March 2024 | Here's what's happened in the last month.
African Internet Outage Could Have Been A Lot Worse
On 14 March, the Internet connectivity across 12 countries in Western and Southern Africa was variably limited due to damage to four submarine cables. This came as the continent was also dealing with three submarine cable cuts in the Red Sea, compounding the already low capacity of the region.
Although the cause of the damage to the affected ACE, SAT-3/WASC, MainOne, and WACS cables has not been confirmed, many are reporting that it could have been caused by an underwater landslide in a trench, slightly west of the Abidjan branch, that the cables were all laid through. Two repair ships are on their way to fix the cuts, with reports that connectivity via the cables will not be fully restored for up to a month.
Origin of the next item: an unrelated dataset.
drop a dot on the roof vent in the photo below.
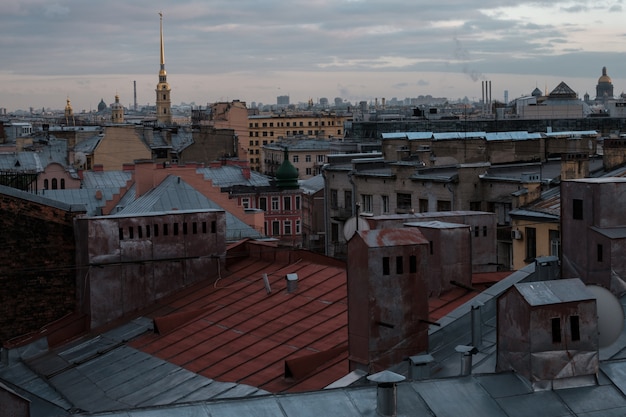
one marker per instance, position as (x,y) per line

While there has been a lot of commentary about how these recent incidents expose Africa's lack of Internet resilience (which is 35% per the Pulse Internet Resilience Index), it is worth recognizing the work that the African Internet community has done in recent years to increase infrastructure and capacity development that helped it maintain and restore partial Internet connectivity.
Since 2010, Africa has significantly increased its submarine cable connectivity. Based on analysis by Steve Song, the number of subsea cables connecting the continent since 2010 has increased from 6 to 26 (see figures below)!
In terms of capacity development, the best example of this was the work done by CSquared, which manages the unaffected Equiano cable that serves Togo. According to CSquared's CEO, their team increased its capacity by x4 and worked with carriers across Africa to address the outages, including providing capacity across its terrestrial cross-border fiber network with Ghana and Benin.
Instances like these highlight the importance of interconnectivity and community and go a long way to developing human resilience, which the Internet is also reliant on and can be hard to appreciate via data.
Thanks to all that took our Pulse user survey. To give a quick review of the results:
The majority of respondants are using Pulse as an information source, with 52% of respondents having used data from it for their work and research.
The Internet Resilience Index, Pulse Country Reports, Internet Shutdown Tracker, and Pulse Blog were deemed the most valuable features.
New feature and metrics requests include breakdown of demographic accessing networks, impact of shutdowns on different demographics, more detailed reports on reasons for Internet shutdowns, climate change impacts, and analysis on small and large-scale Internet outages.
Congratulations also to Nita Bhalla who was randomly chosen as winner of the e-gift card.